Pemberian BLSM Sarat Muatan Politis
Mayoritas publik menolak kebijakan pemerintah tersebut karena memberatkan ekonomi rumah tangga masyarakat
Penulis: Ferdinand Waskita
Editor: Dewi Agustina
Laporan Wartawan Tribunnews.com, Ferdinand Waskita
TRIBUNNEWS.COM, JAKARTA - Pemerintah berencana menaikkan harga Bahan Bakar Minyak (BBM) mulai Juni 2013. Namun mayoritas publik menolak kebijakan pemerintah tersebut karena memberatkan ekonomi rumah tangga masyarakat kecil.
"Kebijakan kenaikan harga BBM hanya merupakan pintu masuk paling logis untuk peluncuran BLSM (Bantuan Langsung Sementara Masyarakat) yang sarat muatan politik praktis menjelang Pemilu 2014," kata peneliti utama Lembaga Survei Nasional (LSN), Dipa Pradipta di Restoran Pulau Dua, Jakarta, Minggu (2/6/2013).
Demikian hasil survei terbaru Lembaga Survei Nasional (LSN) yang dilaksakan tanggal 1 hingga 10 Mei 2013 di 33 provinsi di seluruh Indonesia.
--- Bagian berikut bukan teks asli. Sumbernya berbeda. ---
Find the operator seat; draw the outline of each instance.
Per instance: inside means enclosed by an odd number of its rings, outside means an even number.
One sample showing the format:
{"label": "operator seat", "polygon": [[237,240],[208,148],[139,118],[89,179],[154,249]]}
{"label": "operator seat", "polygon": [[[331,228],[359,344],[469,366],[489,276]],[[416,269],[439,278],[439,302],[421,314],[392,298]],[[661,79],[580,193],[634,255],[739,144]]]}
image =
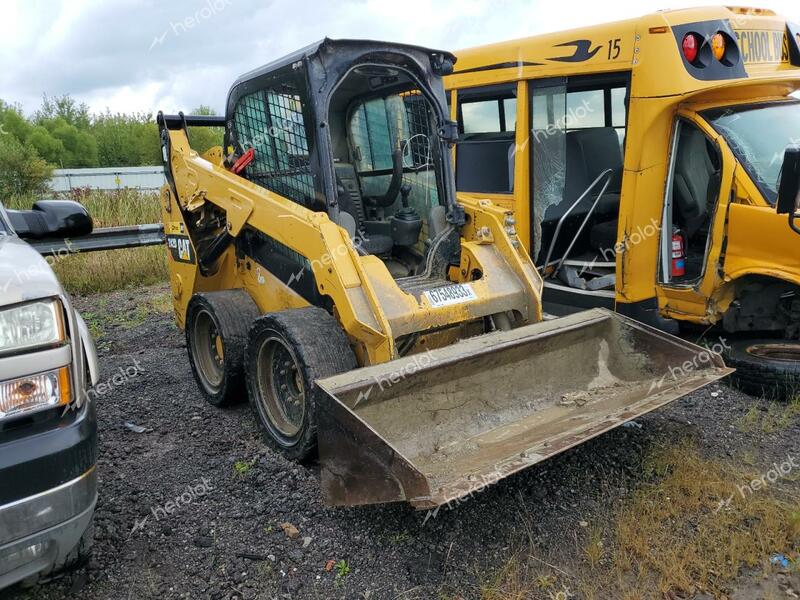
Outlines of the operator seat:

Populasi survei LSN seluruh penduduk Indonesia yang telah berusia 17 tahun keatas atau yang belum 17 tahun tetapi sudah menikah. Jumlah sampel sebanyak 1.230 responden yang diperoleh melalui teknik pencuplikan secara rambang berjenjang (multistage random sampling). Margin of error sebesar 2,8 persen dan tingkat kepercayaan 95 persen. Pengumpulan data dilakukan dengan teknik wawancara dengan responden berpedoman dengan kuesioner. Survei ini dilengkapi dengan riset kualitatif dan analisis media.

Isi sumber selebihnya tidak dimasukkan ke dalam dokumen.